INTEREST in dialect is running high. The Examiner features a regular dialect column, Bill o'Ben's, written by retired journalist Mike Shaw.
And when a group of people at Marsden Liberal Club wrote to the paper to ask "Why is a posser head leet geen?" there were plenty of people only too ready to explain all in our Letters column.
But back in the dark days of the 1940s Harold Orton, of Leeds University, and Eugen Dieth, of Zurich University, feared dialect might die in a new world of social mobility.
As a result, between 1950 and 1961 in the Survey Of English Dialects field workers conducted interviews in 313 localities and between 1962 and 1971 their findings were published and used by linguists throughout the world.
Those findings are now held in the Leeds University Archive of Vernacular Culture.

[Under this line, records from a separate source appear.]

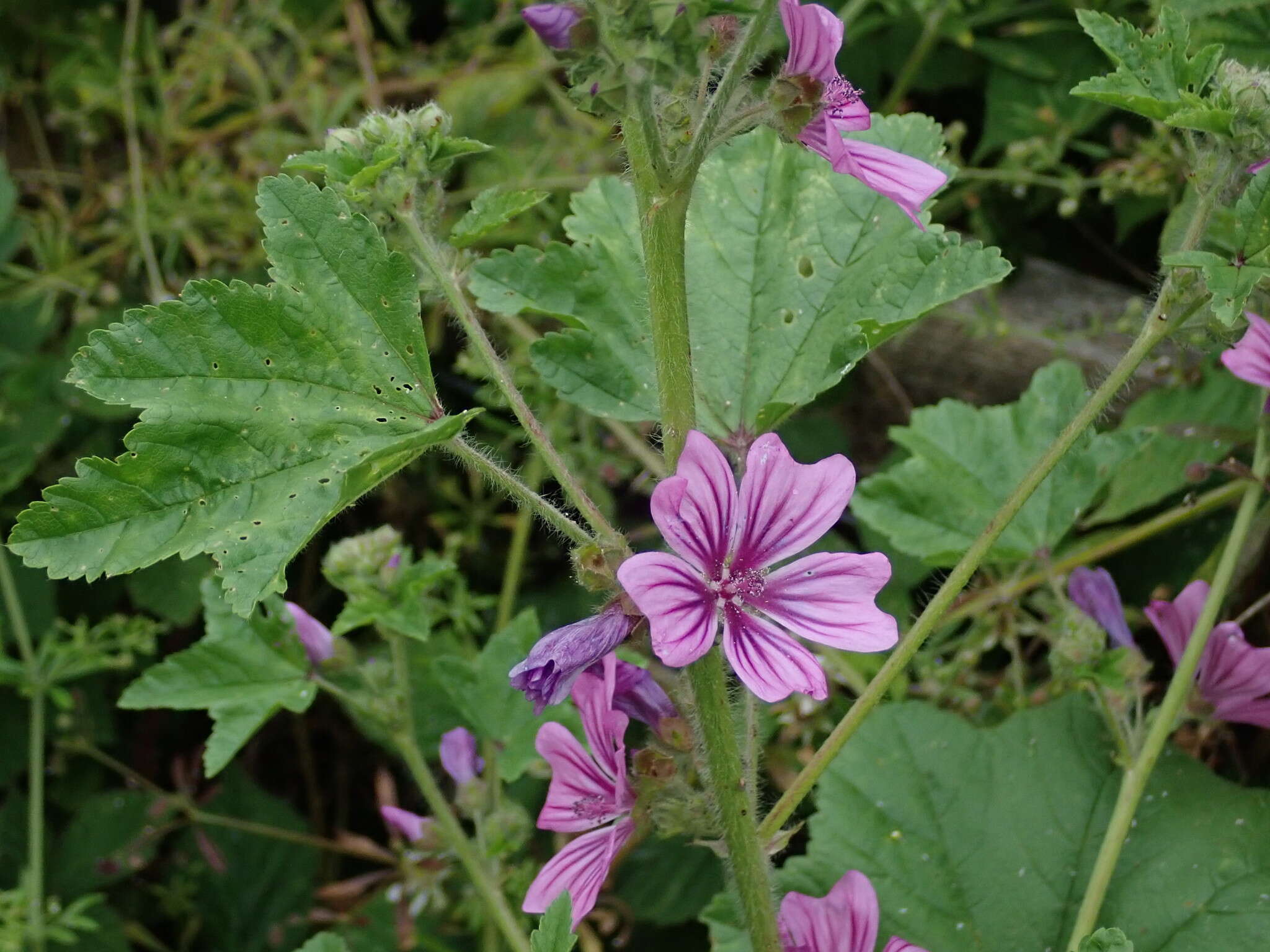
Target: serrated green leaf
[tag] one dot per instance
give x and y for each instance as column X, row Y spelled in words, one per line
column 266, row 410
column 982, row 839
column 1180, row 426
column 1106, row 941
column 1232, row 280
column 556, row 930
column 493, row 708
column 966, row 460
column 492, row 209
column 260, row 896
column 794, row 273
column 243, row 672
column 1153, row 71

The interviews were almost all conducted in small rurul communities in isolated areas - as it was thought that these were the area most likely to keep dialect alive. (They should have been followed up by a later survey in urban areas but there wasn't enough money for this!).

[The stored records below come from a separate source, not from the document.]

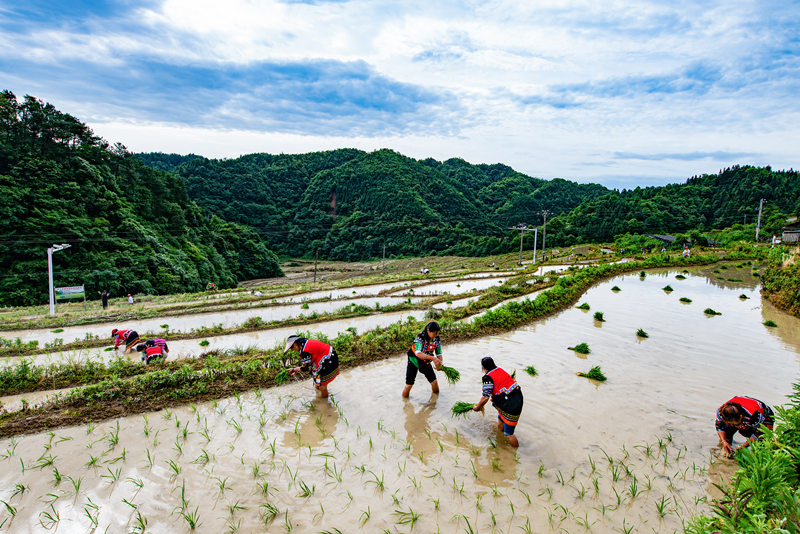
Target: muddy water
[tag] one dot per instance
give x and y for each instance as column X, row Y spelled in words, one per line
column 265, row 339
column 189, row 322
column 367, row 456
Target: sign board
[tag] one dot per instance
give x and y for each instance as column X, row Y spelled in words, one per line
column 66, row 293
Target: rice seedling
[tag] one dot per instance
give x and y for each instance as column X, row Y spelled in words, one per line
column 407, row 518
column 452, row 375
column 594, row 373
column 460, row 408
column 581, row 348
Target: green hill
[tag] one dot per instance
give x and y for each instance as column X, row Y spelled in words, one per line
column 133, row 229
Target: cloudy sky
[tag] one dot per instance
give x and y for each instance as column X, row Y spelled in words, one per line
column 619, row 92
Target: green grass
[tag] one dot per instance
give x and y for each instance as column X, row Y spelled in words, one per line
column 581, row 348
column 452, row 375
column 460, row 408
column 595, row 374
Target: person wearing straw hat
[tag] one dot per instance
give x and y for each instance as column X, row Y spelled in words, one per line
column 506, row 396
column 317, row 356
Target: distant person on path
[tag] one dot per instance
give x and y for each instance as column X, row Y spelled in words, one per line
column 506, row 396
column 153, row 349
column 127, row 337
column 745, row 415
column 317, row 356
column 425, row 351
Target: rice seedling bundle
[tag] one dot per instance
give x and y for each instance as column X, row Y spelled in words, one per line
column 452, row 375
column 581, row 348
column 460, row 408
column 595, row 374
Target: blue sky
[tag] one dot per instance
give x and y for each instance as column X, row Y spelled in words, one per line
column 622, row 93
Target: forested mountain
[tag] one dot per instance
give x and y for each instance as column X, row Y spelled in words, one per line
column 131, row 228
column 347, row 204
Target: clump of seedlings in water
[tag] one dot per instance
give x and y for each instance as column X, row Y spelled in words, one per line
column 461, row 407
column 594, row 373
column 452, row 375
column 581, row 348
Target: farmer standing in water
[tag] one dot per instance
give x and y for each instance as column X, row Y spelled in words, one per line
column 426, row 350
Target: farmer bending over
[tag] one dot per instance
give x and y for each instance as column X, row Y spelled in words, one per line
column 129, row 337
column 745, row 415
column 320, row 357
column 426, row 350
column 506, row 397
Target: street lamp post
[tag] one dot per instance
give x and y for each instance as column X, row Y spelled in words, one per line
column 54, row 248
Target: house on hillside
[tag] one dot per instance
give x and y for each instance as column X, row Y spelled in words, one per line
column 791, row 233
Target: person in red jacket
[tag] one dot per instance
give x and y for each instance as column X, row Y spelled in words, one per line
column 744, row 415
column 506, row 396
column 317, row 356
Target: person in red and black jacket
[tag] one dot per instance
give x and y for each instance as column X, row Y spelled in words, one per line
column 317, row 356
column 745, row 415
column 129, row 337
column 506, row 396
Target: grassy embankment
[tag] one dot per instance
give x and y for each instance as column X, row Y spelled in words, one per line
column 764, row 494
column 120, row 389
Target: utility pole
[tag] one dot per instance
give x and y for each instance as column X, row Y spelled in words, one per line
column 758, row 224
column 521, row 228
column 545, row 213
column 54, row 248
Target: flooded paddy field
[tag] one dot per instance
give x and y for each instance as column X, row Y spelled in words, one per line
column 634, row 454
column 196, row 321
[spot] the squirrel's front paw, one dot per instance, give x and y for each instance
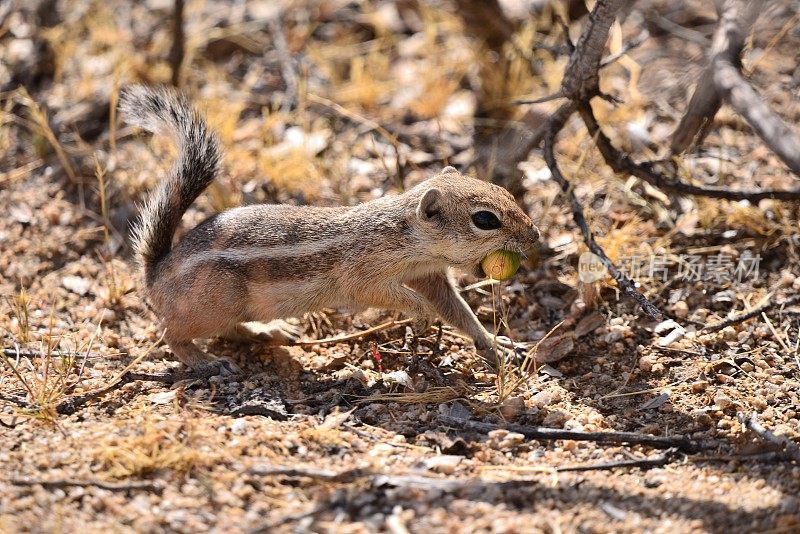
(495, 352)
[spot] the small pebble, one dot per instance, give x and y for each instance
(680, 309)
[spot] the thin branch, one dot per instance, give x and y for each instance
(101, 484)
(627, 47)
(288, 70)
(316, 474)
(743, 98)
(581, 76)
(734, 25)
(555, 125)
(791, 448)
(537, 432)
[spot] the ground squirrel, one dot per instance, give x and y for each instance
(267, 262)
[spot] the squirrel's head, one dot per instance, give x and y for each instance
(467, 219)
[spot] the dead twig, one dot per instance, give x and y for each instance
(659, 460)
(723, 81)
(101, 484)
(623, 164)
(288, 71)
(297, 472)
(788, 446)
(554, 126)
(743, 98)
(178, 49)
(581, 76)
(734, 25)
(536, 432)
(755, 312)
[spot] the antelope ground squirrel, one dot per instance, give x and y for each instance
(267, 262)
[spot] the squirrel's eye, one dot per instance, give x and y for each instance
(486, 220)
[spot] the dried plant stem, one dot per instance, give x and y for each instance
(791, 448)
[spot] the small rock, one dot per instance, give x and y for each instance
(239, 427)
(646, 363)
(681, 309)
(444, 464)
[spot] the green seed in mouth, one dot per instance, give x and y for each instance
(501, 264)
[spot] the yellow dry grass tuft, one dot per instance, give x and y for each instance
(159, 443)
(49, 373)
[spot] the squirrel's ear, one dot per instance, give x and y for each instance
(429, 204)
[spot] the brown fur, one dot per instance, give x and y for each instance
(265, 262)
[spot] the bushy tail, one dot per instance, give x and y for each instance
(164, 111)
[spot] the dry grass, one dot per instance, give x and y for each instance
(157, 444)
(48, 372)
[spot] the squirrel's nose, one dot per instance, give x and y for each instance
(535, 234)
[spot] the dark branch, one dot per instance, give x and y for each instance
(755, 312)
(555, 125)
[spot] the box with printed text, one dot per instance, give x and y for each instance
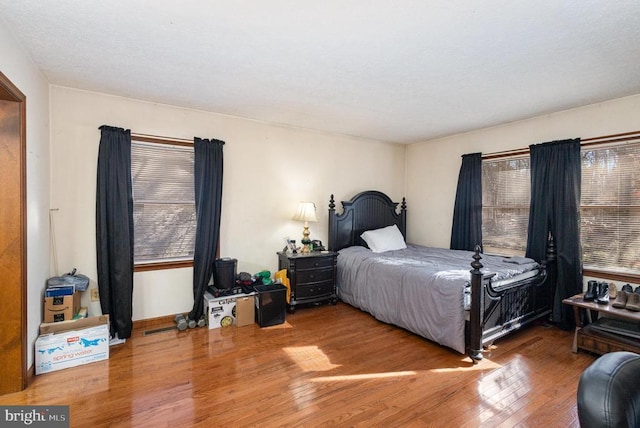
(68, 344)
(224, 311)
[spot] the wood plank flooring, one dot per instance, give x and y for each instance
(326, 366)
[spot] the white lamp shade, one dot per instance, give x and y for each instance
(306, 212)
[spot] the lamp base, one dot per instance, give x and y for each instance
(305, 240)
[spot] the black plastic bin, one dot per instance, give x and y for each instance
(224, 273)
(271, 304)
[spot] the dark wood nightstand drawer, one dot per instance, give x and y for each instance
(304, 277)
(315, 290)
(312, 277)
(314, 263)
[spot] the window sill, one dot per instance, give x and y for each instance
(143, 267)
(624, 277)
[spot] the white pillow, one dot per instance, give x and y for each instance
(386, 239)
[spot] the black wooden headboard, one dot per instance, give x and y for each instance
(365, 211)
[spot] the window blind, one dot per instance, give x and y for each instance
(163, 202)
(610, 207)
(505, 205)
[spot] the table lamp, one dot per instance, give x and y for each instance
(306, 212)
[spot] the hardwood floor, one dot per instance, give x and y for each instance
(327, 365)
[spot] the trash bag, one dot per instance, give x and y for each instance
(81, 282)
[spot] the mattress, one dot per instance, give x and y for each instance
(421, 289)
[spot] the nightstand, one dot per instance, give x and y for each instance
(312, 277)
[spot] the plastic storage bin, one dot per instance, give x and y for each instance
(271, 304)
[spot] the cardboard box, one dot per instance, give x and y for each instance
(271, 304)
(61, 308)
(68, 344)
(236, 309)
(219, 311)
(245, 309)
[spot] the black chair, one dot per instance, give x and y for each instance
(609, 392)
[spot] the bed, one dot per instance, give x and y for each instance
(464, 300)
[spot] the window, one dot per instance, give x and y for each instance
(163, 202)
(609, 211)
(505, 205)
(610, 208)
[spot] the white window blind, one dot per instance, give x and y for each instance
(505, 205)
(163, 202)
(610, 207)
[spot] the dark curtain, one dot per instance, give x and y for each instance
(208, 165)
(555, 203)
(114, 229)
(466, 231)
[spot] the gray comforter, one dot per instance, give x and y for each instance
(419, 288)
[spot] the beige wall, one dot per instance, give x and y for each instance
(24, 74)
(433, 166)
(268, 169)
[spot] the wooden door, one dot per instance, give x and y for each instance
(13, 248)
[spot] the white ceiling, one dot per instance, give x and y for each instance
(400, 71)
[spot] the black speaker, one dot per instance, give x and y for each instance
(224, 273)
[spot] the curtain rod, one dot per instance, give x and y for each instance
(584, 142)
(147, 138)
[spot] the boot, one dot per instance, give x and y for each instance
(592, 290)
(603, 293)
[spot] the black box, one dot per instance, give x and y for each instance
(271, 304)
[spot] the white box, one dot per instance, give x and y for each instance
(67, 345)
(222, 311)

The researchers found that men are more likely to use the vernacular, so the people interviewed were usually men who were 60 or over, born of native parents.
In the interests of clear speaking they had to have "good mouths, teeth and hearing" and be "of the social class from which most representative speech could be obtained". Which in practice meant lots of farmers and miners.
About half a century later, the Millennium Memory Bank was organised by the BritishLibrary and BBC local radio stations and resulted in an archive of 5,219 interviews.
This time it was far more representative of the urban population and instead of the previous almost entirely male collection of speakers, this time 44% of the sample was female.
* Abnabs: Merseyside, meaning sandwiches.
* Backalong: Cornwall, meaning some time ago.
* Bishey barney bee: Norfolk, meaning ladybird.
* Bosti fittle: Midlands, meaning good food.
* Dreich: Scotland, meaning miserable, cold and wet (weather).
* Ganzie: North-East, meaning jumper.
* Grockle: South-West, a dismissive term for a tourist.
* Gurt lush: Bristol, meaning very, very nice indeed.
* Krutch: Wenglish, meaning warmly embrace, storage place or even hide. From the basic Welsh word kwt.
* Moxy: Dublin, meaning horrible, as in "that girl is moxy looking!".
* Nesh: North-West, meaning susceptible to cold.
* Pickle: North-East, a small quantity, as in "Gi's a pickle more".
* Poxbottle: Dublin, a person who isn't very nice.
* Skrike: Lancashire, meaning to cry, as in "Ee stop with yer skrikin".
* Sparrowfart: Lancashire, meaning early, as in "I were up at the crack o'th sparrowfart".